実践7:上司自ら「青天井の夢」を描きポジティブになれ!

「上司は、部下に嫌われ、部門の業績が伸びなければ上からも評価されません。四面楚歌に陥ります」(太田氏)

そうした意味では部下より前に、上司自らが幸せであり続けることが、組織活性化には重要といえそうだ。

「ポジティブ心理学の考え方は『成功すれば幸せになれる』ではなく『幸せだから成功する』というもの。ハピネスブースター(幸福感増幅活動)が大きな役割を果たします」(成瀬氏)

成瀬氏によれば、ポジティブ心理学の創始者の一人といわれるマーティン・セリグマンは、幸せの要素を「PERMA」(パーマ)という言葉で定義しているという。Pはポジティブ感情、Eはエンゲージメントのことで夢中になれる活動、Rはリレーションのことで人間関係、Mはミーニングとパーパスのことで人生の意義と目的、Aはアチーブメントのことで達成。それらすべてが入っている自分の活動は何だろうかと考えていけば、ハピネスブースターが見つかるというのだ。

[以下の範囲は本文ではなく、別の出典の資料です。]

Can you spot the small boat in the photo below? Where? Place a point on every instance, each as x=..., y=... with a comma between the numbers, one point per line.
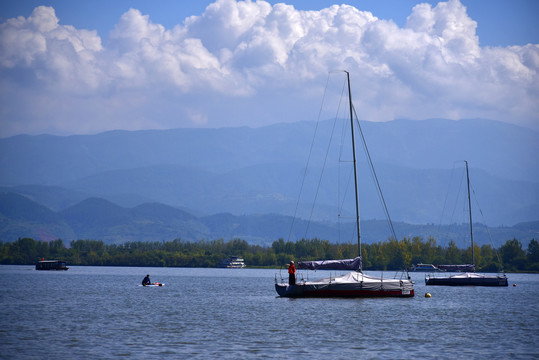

「大げさに考える必要はありません。『幸せってなんだっけ?』のCMでおなじみの、ポン酢しょうゆで食べる鍋を考えてみましょう。みんなで鍋を囲むといい気持ちになれる。夢中になって食べたり、おしゃべりしたり。そこには、家族や仲間という人間関係がある。美味しい鍋を食べることで健康な体づくりができるという意義と目的もあり、一生懸命働いた1日の終わりに食べる達成感もある」(成瀬氏)

つまり、ふだんの何気ない生活の中にも、PERMAのすべての要素を見出すことができるというわけだ。

一方、太田氏がモチベーション維持の秘策として提案するのが、上司であれ部下であれ「長期的な青天井の夢や目標を持つ」こと。

「将来、独立して大社長になるなどといった類いのものでOK。それがあると、多少失敗したり面白くないことがあっても、モチベーションが途切れることはありません」(太田氏)

太田肇
神戸大学大学院経営学研究科修了。京都大学経済学博士。現在、同志社大学政策学部教授。個人を尊重する組織論者として知られる。『承認とモチベーション』(同文舘出版)、『表彰制度』(東洋経済新報社)など著書多数。
 
成瀬まゆみ
ポジティブ心理学を応用して日々の幸福感を上げ、より豊かな人生を送ることをテーマに、セミナー、個人セッションを行っている。『ハーバードの人生を変える授業』(大和書房)、『ザ・ミッション』(ダイヤモンド社)などを翻訳。iPhoneアプリ「ハッピーパワー」の開発者。